Using the data you have so far, give an example of an error in your
sequences. Explain why you believe it is an error and its possible
source.
- Using the protein sequences that are most likely to be encoded by
your DNA fragments (possibly with some manual corrections of errors
you found) do a search against the Prosite sequence motif database
(http://www.expasy.ch/tools/scnpsit1.html). What motifs did you find?
Are there any clear true positives or clear false positives?
- Pick one of the sequences for which there are other known similar
proteins. Retrieve the amino acid sequence of several of the similar
proteins and, together with yours, do a multiple alignment of the
set. A useful server can be found at
http://www.ibc.wustl.edu/msa/clustal.html. Report the obtained
alignment and the algorithm used.
- From the above alignment identify conserved residues within the
family or superfamily of proteins. How do the conserved motifs relate
to the function of the known proteins?

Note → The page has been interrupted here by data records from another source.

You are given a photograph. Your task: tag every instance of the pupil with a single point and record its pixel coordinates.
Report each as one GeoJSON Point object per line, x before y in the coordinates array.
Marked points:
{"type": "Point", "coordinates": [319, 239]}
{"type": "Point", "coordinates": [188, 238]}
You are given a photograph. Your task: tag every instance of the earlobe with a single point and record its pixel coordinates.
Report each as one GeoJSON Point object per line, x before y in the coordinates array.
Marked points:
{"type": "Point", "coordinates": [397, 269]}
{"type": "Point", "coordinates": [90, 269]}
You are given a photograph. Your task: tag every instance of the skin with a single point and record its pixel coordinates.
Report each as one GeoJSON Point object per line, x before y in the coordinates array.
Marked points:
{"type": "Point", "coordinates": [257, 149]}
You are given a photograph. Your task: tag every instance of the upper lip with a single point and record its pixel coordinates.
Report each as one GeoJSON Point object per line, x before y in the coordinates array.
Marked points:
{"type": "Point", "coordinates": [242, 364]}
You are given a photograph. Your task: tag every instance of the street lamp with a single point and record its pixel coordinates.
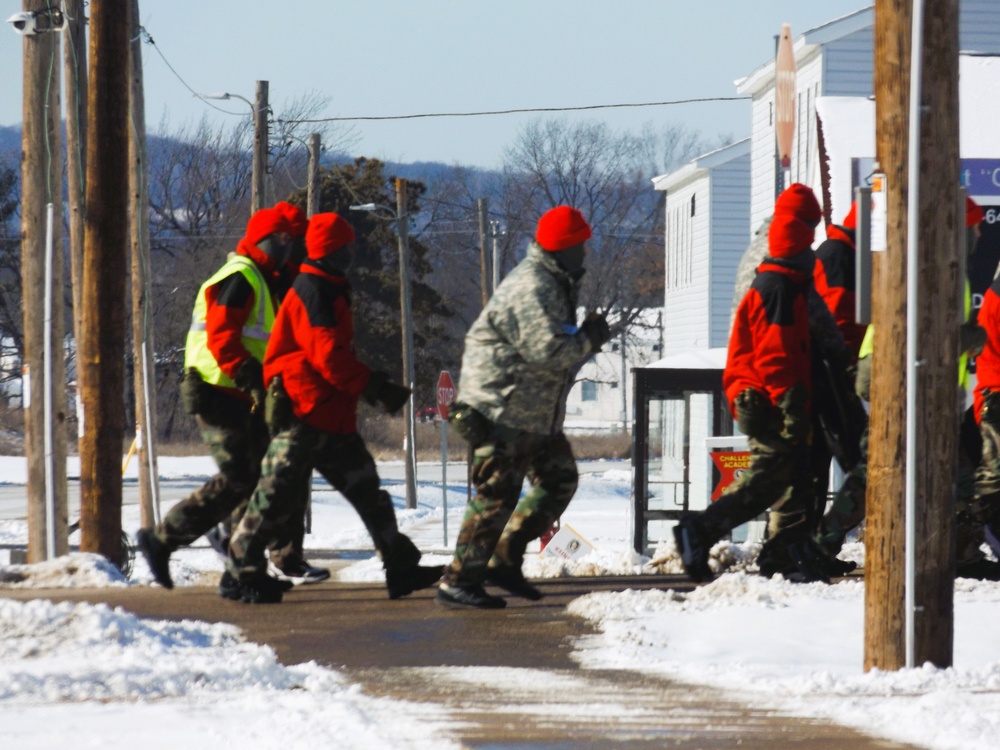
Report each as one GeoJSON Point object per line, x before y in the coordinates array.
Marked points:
{"type": "Point", "coordinates": [260, 111]}
{"type": "Point", "coordinates": [400, 216]}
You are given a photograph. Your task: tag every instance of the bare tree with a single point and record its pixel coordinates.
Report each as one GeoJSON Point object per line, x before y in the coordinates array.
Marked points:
{"type": "Point", "coordinates": [606, 175]}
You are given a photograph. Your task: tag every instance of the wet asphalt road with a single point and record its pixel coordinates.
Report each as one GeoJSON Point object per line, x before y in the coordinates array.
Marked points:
{"type": "Point", "coordinates": [503, 679]}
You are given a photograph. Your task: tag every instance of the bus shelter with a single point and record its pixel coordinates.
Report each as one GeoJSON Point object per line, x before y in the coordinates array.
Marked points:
{"type": "Point", "coordinates": [680, 417]}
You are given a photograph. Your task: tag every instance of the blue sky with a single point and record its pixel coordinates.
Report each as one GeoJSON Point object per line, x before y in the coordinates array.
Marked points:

Can you predict anything about
the function of your own protein? To answer these questions you will
need to look up a couple of papers from the literature. A good
starting point to do this is Medline, available through the NCBI server.
Extra credit:
- Analyze the possible function of the protein sequence you picked
above in the context of sea urchin development. Would it be worthwhile to
pursue this protein in wet lab experiments?